The first study’s results indicated that individuals with depression were more likely to choose distraction over rumination in response to pleasant memories, compared to healthy controls. However, there were no significant differences in their responses to negative memories. When instructed to choose a strategy that they thought would make them feel better, no difference was observed between the two groups.
In the second study, individuals with depression reported using distraction more frequently than healthy controls to avoid pleasant emotions. However, both groups used positive rumination similarly. Interestingly, participants with depression also distracted themselves more from unpleasant emotions but engaged in negative rumination more than the controls.
Considering their motivation for specific emotions, individuals with depression showed a higher inclination to experience negative emotions like sadness and anxiety in their daily lives. However, there was no significant difference between the two groups in their motivation to experience positive emotions.

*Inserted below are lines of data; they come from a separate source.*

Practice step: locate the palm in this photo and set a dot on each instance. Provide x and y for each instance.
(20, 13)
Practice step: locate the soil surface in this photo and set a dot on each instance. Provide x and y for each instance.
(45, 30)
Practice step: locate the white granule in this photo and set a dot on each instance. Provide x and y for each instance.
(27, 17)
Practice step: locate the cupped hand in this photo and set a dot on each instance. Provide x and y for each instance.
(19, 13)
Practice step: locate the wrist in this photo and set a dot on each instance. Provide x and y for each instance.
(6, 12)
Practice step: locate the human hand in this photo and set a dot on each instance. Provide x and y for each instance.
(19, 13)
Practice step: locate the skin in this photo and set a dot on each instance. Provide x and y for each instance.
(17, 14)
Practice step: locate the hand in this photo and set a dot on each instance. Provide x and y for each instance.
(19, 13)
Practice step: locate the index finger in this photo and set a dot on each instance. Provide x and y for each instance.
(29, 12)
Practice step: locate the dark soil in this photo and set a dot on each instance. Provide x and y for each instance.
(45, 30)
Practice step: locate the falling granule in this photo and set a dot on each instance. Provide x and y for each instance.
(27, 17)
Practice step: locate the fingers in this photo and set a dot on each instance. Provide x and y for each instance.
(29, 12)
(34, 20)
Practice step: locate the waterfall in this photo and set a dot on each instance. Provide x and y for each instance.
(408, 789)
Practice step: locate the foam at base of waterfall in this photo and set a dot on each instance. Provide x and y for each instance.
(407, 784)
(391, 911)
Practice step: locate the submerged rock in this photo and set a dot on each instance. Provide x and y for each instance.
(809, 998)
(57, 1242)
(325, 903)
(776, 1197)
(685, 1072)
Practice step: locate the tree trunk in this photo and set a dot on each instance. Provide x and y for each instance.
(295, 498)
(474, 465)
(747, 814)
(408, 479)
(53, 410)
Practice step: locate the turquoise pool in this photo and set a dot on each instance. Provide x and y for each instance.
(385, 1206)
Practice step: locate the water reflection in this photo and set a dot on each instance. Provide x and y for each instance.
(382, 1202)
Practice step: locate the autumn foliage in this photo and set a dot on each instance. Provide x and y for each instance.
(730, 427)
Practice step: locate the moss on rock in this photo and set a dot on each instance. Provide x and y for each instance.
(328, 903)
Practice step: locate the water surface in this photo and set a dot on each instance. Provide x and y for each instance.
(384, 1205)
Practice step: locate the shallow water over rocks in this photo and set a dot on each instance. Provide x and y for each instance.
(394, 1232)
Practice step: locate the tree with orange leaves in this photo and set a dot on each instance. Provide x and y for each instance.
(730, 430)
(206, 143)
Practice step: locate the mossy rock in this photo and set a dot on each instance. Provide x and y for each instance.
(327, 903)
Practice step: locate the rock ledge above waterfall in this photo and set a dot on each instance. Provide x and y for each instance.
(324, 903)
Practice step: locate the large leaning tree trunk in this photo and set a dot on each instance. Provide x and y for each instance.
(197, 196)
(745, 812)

“In Study 1, depressed individuals were more likely than controls to choose distraction (vs. positive rumination) in response to pleasant memories, resulting in decreases in pleasant affect and increases in unpleasant affect. Whereas healthy individuals preferred positive rumination over distraction in response to pleasant memories, reflecting pro-hedonic preferences, depressed individuals were agnostic,” the study authors concluded.
“This pattern of emotion regulation was also evident in daily life (Study 2), as depressed individuals were more likely than controls to distract from pleasant emotions (but were equally likely to ruminate about them). These findings suggest that distraction from pleasant emotions may characterize depression and that at least in some cases, depressed individuals actively choose to use it.”
The study sheds light on important psychological mechanisms found in depression. However, it should be noted that all participants were students. Results on other demographic and age groups might not be the same.
The paper, “Choosing to Avoid the Positive? Emotion Regulation Strategy Choice in Depression”, was authored by Yael Millgram, Shir Mizrahi Lakan, Jutta Joormann, mor Nahum, Orly Shimony, and Maya Tamir.